Next, we create a Pytorch class structure for this dataset. The dataset class is used to load, index, and preprocess samples for training, validation, and testing process.

In [None]:
class Chestxray14Dataset(Dataset):
    ##### Initialize the class #####
    def __init__(self, path_dataset_folder, split = 'train'):
        ## Split parameter is used to specify which process the data is used for,
        ## and it can be 'train', 'val', and 'test'
        
        self.path_image_folder = path_dataset_folder + '/images'
        
        ## Get the filenames of all images in the dataset
        all_images_list = pd.read_csv('image_names_chestxray14.csv')

        ## Read the labels file which needs to be placed in the same folder as this notebook
        label_file = pd.read_csv('./Data_Entry_2017_v2020.csv')
        
        ## Merge labels and images information
        examples_to_use = pd.merge(all_images_list, label_file)
        
        ## This is the name of all possible labels in this dataset.
        ## The corresponding label of each sample is an array of 14 elements in which the elements are ordered
        ## in the same way as "self.set_of_finding_labels" and the value of each element represents the 
        ## presence of that condition in the sample.

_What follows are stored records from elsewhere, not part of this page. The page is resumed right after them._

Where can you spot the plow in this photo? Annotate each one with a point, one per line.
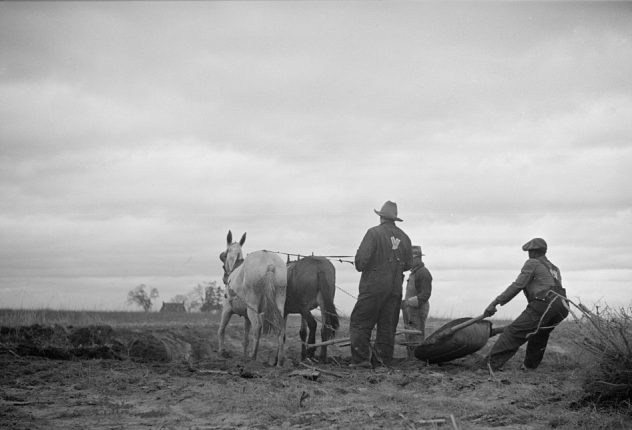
(455, 339)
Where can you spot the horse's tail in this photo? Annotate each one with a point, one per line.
(272, 316)
(326, 303)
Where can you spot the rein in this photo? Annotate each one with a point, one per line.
(338, 258)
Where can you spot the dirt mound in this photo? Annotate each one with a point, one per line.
(98, 341)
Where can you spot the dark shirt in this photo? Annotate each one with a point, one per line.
(537, 276)
(419, 283)
(384, 254)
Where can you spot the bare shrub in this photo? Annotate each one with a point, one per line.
(607, 338)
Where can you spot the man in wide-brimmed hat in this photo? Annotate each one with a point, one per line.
(416, 305)
(384, 254)
(541, 282)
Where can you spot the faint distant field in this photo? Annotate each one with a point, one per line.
(208, 391)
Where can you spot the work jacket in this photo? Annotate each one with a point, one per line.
(419, 284)
(385, 253)
(537, 277)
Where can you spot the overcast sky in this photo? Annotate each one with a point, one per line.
(134, 135)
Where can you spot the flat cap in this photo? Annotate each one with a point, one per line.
(537, 243)
(417, 251)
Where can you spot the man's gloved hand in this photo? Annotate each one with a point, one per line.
(490, 310)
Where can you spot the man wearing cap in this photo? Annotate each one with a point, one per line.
(541, 282)
(383, 256)
(415, 306)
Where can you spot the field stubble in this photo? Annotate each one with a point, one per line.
(200, 390)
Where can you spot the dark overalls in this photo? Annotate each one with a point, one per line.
(541, 283)
(384, 254)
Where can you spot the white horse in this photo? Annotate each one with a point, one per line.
(255, 289)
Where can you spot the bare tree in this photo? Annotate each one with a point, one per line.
(138, 296)
(213, 296)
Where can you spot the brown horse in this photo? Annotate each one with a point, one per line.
(311, 282)
(255, 289)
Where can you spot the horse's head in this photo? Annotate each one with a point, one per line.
(233, 256)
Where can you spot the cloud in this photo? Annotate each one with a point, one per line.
(136, 134)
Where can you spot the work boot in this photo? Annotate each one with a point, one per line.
(361, 365)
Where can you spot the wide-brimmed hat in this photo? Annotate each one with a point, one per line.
(537, 243)
(389, 211)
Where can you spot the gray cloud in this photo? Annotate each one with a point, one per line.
(136, 134)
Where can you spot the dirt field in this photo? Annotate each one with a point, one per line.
(166, 374)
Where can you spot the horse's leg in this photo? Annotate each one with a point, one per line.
(226, 314)
(280, 358)
(311, 324)
(303, 334)
(326, 333)
(256, 320)
(246, 342)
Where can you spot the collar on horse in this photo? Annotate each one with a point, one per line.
(227, 274)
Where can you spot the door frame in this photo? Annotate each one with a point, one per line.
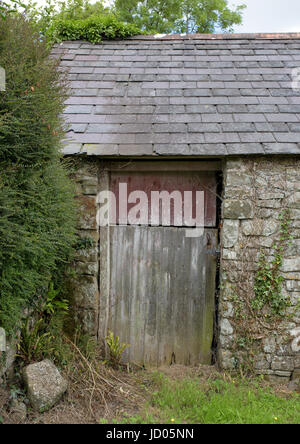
(136, 166)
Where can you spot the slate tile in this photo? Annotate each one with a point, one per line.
(244, 148)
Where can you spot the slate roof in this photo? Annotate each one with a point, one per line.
(196, 95)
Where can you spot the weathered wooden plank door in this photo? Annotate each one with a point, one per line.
(157, 285)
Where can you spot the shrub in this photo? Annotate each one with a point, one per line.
(37, 214)
(93, 29)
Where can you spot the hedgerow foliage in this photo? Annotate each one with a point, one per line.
(93, 29)
(37, 215)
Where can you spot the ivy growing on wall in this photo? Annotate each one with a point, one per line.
(268, 280)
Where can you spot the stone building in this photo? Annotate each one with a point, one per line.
(217, 113)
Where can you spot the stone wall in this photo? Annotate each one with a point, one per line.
(256, 192)
(84, 285)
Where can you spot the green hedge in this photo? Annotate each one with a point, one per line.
(94, 29)
(37, 213)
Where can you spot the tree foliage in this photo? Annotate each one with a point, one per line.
(8, 6)
(37, 215)
(150, 16)
(188, 16)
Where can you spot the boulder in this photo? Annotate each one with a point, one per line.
(18, 411)
(45, 385)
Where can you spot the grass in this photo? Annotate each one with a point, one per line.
(218, 401)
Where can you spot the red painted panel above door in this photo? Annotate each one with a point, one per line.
(170, 182)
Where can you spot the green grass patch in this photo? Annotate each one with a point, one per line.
(191, 401)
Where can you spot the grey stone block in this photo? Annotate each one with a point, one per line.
(238, 209)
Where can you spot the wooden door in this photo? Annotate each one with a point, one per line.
(157, 285)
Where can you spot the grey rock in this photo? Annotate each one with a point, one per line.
(294, 386)
(45, 385)
(238, 209)
(291, 265)
(18, 411)
(225, 327)
(283, 363)
(2, 79)
(2, 340)
(227, 360)
(230, 233)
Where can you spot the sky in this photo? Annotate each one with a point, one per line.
(264, 15)
(269, 16)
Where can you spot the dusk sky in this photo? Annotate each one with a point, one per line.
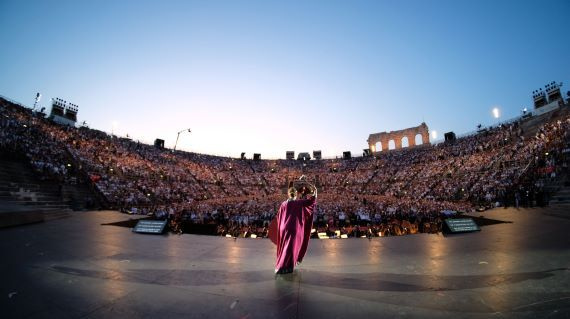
(272, 76)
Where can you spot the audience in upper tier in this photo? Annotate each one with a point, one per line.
(411, 186)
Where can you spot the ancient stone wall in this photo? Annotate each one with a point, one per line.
(384, 138)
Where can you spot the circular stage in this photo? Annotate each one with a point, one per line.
(77, 268)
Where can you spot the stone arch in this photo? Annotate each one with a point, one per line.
(378, 147)
(405, 142)
(418, 139)
(398, 138)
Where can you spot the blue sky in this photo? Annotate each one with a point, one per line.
(272, 76)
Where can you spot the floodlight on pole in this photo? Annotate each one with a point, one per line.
(496, 113)
(38, 98)
(114, 126)
(178, 136)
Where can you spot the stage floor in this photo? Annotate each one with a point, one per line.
(77, 268)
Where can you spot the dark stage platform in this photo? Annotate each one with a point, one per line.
(77, 268)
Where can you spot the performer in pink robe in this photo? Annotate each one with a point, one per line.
(294, 222)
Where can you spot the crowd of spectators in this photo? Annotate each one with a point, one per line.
(395, 192)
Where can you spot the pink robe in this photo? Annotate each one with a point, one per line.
(294, 222)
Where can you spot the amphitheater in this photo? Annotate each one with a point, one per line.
(62, 190)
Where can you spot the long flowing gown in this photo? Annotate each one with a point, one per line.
(294, 222)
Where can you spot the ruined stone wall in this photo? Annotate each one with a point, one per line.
(385, 137)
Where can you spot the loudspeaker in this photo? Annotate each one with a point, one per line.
(303, 156)
(158, 143)
(317, 155)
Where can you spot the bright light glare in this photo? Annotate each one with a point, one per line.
(496, 113)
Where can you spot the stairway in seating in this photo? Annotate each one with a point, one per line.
(26, 199)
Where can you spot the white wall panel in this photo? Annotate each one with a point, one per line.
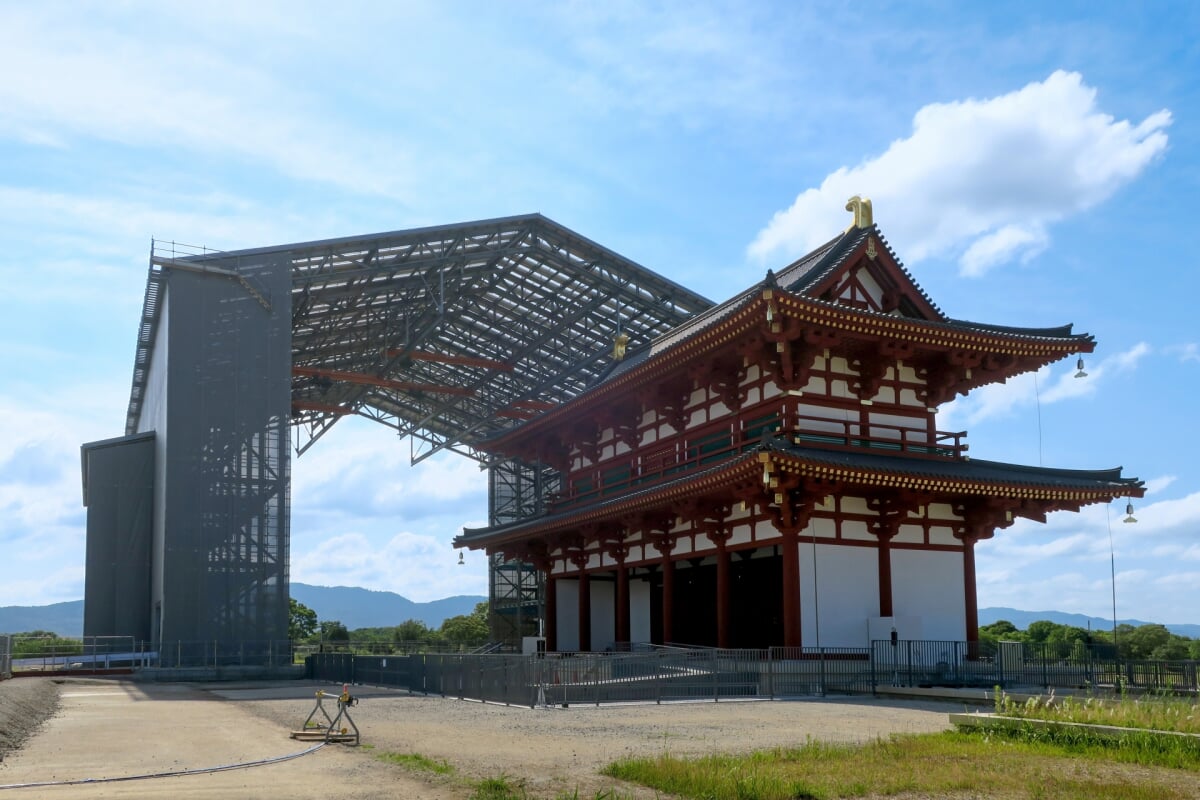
(639, 611)
(604, 618)
(929, 584)
(847, 582)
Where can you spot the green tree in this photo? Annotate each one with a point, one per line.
(412, 630)
(301, 620)
(334, 632)
(467, 629)
(1000, 631)
(1141, 642)
(1041, 630)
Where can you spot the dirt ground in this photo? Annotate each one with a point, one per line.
(119, 728)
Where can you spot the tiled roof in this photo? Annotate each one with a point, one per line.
(985, 474)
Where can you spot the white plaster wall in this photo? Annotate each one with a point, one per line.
(870, 286)
(604, 617)
(847, 582)
(639, 611)
(943, 536)
(568, 613)
(929, 584)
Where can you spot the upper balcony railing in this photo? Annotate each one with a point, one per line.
(707, 445)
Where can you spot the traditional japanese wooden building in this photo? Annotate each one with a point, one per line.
(771, 473)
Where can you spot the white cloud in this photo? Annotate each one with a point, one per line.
(999, 247)
(419, 567)
(982, 179)
(1048, 385)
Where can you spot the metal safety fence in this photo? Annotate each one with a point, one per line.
(655, 674)
(1025, 665)
(661, 674)
(89, 654)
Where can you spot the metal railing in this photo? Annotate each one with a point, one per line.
(214, 654)
(1025, 665)
(657, 673)
(640, 674)
(707, 445)
(89, 654)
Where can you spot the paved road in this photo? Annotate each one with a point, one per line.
(108, 728)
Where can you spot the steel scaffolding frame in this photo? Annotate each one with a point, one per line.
(447, 335)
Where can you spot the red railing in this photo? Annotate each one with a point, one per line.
(712, 444)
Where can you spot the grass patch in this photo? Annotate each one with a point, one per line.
(1149, 713)
(947, 763)
(418, 763)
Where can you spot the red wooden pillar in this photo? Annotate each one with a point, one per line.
(885, 559)
(969, 589)
(551, 623)
(664, 545)
(723, 593)
(585, 612)
(791, 554)
(622, 627)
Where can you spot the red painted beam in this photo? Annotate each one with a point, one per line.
(323, 408)
(384, 383)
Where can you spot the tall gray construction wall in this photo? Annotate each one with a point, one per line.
(216, 398)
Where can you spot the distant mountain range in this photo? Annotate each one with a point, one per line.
(365, 608)
(1023, 619)
(351, 606)
(355, 607)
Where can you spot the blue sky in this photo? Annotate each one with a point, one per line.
(1031, 163)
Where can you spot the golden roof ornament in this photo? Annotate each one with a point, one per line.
(862, 209)
(618, 346)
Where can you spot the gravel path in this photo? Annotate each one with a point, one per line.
(25, 703)
(562, 750)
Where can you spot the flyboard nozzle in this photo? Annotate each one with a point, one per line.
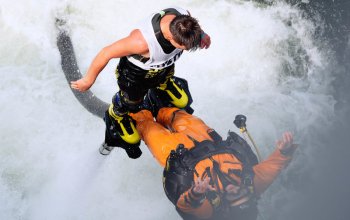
(240, 122)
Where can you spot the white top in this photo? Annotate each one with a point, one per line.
(158, 58)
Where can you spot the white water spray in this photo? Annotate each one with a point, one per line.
(263, 62)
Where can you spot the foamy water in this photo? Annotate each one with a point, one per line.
(264, 62)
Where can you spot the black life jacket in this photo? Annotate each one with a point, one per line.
(180, 169)
(130, 74)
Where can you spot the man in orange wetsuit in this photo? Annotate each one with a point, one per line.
(204, 176)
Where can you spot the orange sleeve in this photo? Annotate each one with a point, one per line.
(183, 122)
(204, 210)
(267, 171)
(158, 139)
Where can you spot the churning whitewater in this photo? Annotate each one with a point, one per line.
(264, 62)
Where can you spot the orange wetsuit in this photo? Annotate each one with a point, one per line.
(174, 127)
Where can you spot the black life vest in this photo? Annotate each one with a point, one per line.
(131, 75)
(180, 168)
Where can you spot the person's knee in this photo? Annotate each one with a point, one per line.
(122, 104)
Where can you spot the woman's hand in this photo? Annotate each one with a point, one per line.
(81, 85)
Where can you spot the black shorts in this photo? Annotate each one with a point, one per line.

For example, if "cardiomegaly" and "pneumonia" are the two 
        ## conditions presence a given sample, then the corresponding label of that sample is represented 
        ## by an array  - [0, 1, 0, 0, 0, 0, 1, 0, 0, 0, 0, 0, 0, 0]
        self.set_of_finding_labels = ['Atelectasis', 'Cardiomegaly','Effusion',  'Infiltration', 'Mass',\
                                      'Nodule', 'Pneumonia', 'Pneumothorax', 'Consolidation', 'Edema', \
                                      'Emphysema', 'Fibrosis','Pleural_Thickening', 'Hernia' ]
        
        ## Read labels from the label file
        examples_to_use['Finding Labels'] = examples_to_use['Finding Labels'].str.split(pat = '|')
        examples_to_use['Finding Labels'] = examples_to_use['Finding Labels'].apply(list).\
                                            to_frame(name='Finding Labels')
        for finding_label in self.set_of_finding_labels:
            examples_to_use[finding_label] = examples_to_use.apply(\
                                            lambda x: int(finding_label in x['Finding Labels']), axis=1)
        
        ## Get the list of all patient ids present in the dataset and split into
        ## training, validation and testing by patient id, but not by list of examples
        patient_ids = pd.unique(examples_to_use['Patient ID'])
        patient_ids = pd.DataFrame(get_split(patient_ids, split), columns = ['Patient ID'])
        
        ## Filter the examples to only use the ones that have the chosen patient ids
        examples_to_use = pd.merge(patient_ids,examples_to_use)        
        
        examples_to_use = examples_to_use[['Image Index'] + self.set_of_finding_labels]
        self.image_list = examples_to_use['Image Index'].values
        self.targets = examples_to_use[self.set_of_finding_labels].values
        
        ## Define data augmentation transformations for the input images. In this exercise, we use the following
        ## transformations: square center cropping, resizing to 224x224 (to be similar as ImageNet dataset), 
        ## converting to tensor, normalizing per channel (i.e., R, G, and B) 
        ## with the average and standard deviation of images in the ImageNet dataset        
        self.set_of_transforms = transforms.Compose(
        [CropBiggestCenteredInscribedSquare(),
         transforms.Resize(224),
         transforms.ToTensor(), 
         transforms.Normalize(mean=[0.485, 0.456, 0.406],
                                 std=[0.229, 0.224, 0.225])])
        
    ##### Retrieve a sample with the corresponding index #####
    ## This function retrieve a sample from the dataset at the specified index 
    ## and returns an image and the corresponding label stored in Pytorch tensors     
    def __getitem__(self, index):
        curr_pil_image = Image.open(self.path_image_folder + '/' + self.image_list[index]).convert('RGB')
        image_to_return = self.set_of_transforms(curr_pil_image)
                
        return image_to_return, torch.FloatTensor(self.targets[index])
    
    ##### Get the length of the dataset #####
    def __len__(self):
        return len(self.image_list)
    
    ##### Access the name of conditions in the labels #####
    def get_labels_name(self):
        return self.set_of_finding_labels

We will then use the class function above to create structures for each training, validation, and test set.

In [None]:
## Create datasets for this exercise
train_dataset_ex2 = Chestxray14Dataset(xray14_dataset_folder)
val_dataset_ex2 = Chestxray14Dataset(xray14_dataset_folder, split = 'val')
test_dataset_ex2 = Chestxray14Dataset(xray14_dataset_folder, split = 'test')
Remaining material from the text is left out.